[PATCH v3 5/8] dt-bindings: mtd: ti,gpmc-nand: Convert to yaml

Rob Herring robh+dt at kernel.org
Tue Sep 7 15:24:52 PDT 2021


On Tue, Sep 7, 2021 at 11:57 AM Roger Quadros <rogerq at kernel.org> wrote:
>
> Hi Miquel,
>
> On 07/09/2021 19:35, Miquel Raynal wrote:
> > Hi Grygorii,
> >
> >>>
> >>>> +
> >>>> +  nand-bus-width:
> >>>> +    description:
> >>>> +      Bus width to the NAND chip
> >>>> +    $ref: /schemas/types.yaml#/definitions/uint32
> >>>> +    enum: [8, 16]
> >>>> +    default: 8
> >>>
> >>> This is part of nand-controller.yaml binding and should not be there.
> >>>
> >>>> +
> >>>> +allOf:
> >>>> +  - $ref: "../memory-controllers/ti,gpmc-child.yaml"
> >>>
> >>> Maybe you need to reference the nand controller bindings as well
> >>>
> >>
> >> This will not work out of the box :( as nand-controller.yaml defines both
> >>   nand controller and nand memory. It potentially might work if it will be possible to split
> >> nand memory definition (or nand memory properties) out of and-controller.yaml, similarly to
> >> ti,gpmc-child.yaml from this series.
> >
> > What you think would be the issue?
>
> The issue is that dt_binding checks will fail if I reference nand-controller.yaml
> as we currently represent the controller as follows
>
> memory-controller { /* GPMC controller */
>         memory-controller-props;
>         nand-chip {
>                 /* @chip select 0 */
>                 nand-controller-props;
>                 memory-controller-timing-props;
>                 chip-props;
>         }
>         nand-chip {
>                 /* @chip select 1 */
>                 nand-controller-props;
>                 memory-controller-timing-props;
>                 chip-props;
>         }
>         nor-chip {
>                 /* @chip select 2 */
>                 memory-controller-timing-props;
>                 chip-props;
>         }
> }
>
> The NAND controller IO registers are at different addresses for different
> chip select regions. Also, this is one way we can specify GPMC settings/timings
> for different chip selects.
>
> >
> > I am not opposed to split nand-controller.yaml into
> > nand-controller.yaml and nand-chip.yaml if it simplifies the
> > description of controllers but I don't get why it would be needed. In
> > particular since we expect all drivers to support the
> >
> > nand-controller {
> >       controller-props;
> >       nand-chip {
> >               chip-props;
> >       }
> > }
>
> Changing to this format will cause a lot of churn in DT files, which I'm not sure
> if it gives enough benefit.
> TI platforms will never have 2 NAND chips in the same chip select region.

Probably best to just leave this alone. Unless this is getting used in
new chips? If so, I'd say it's a separate change.

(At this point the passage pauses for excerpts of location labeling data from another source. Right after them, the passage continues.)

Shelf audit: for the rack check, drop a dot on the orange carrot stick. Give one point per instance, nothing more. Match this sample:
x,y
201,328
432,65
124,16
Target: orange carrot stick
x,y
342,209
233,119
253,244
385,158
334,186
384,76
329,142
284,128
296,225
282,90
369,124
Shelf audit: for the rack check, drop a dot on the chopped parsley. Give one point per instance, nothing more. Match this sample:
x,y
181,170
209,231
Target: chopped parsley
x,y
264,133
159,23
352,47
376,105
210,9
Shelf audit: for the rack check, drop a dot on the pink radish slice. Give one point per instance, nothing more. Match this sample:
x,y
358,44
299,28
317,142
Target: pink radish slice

> > organization which has been enforced since at least 2018. Having a
> > controller vs. chip representation is fundamentally right. But here I
> > see how "legacy" are these bindings with so much unneeded specific "ti,"
> > properties... On one side it would be good to verify that the driver
> > supports this representation (which I believe is true) and on the other
> > side maybe it's time to advertise "better" bindings as well.
>
> Yes, I'm OK to mark ti specific properties deprecated and use standard NAND chip
> bindings.

I don't think it's really worth it to go half way using common
properties but not the common structure.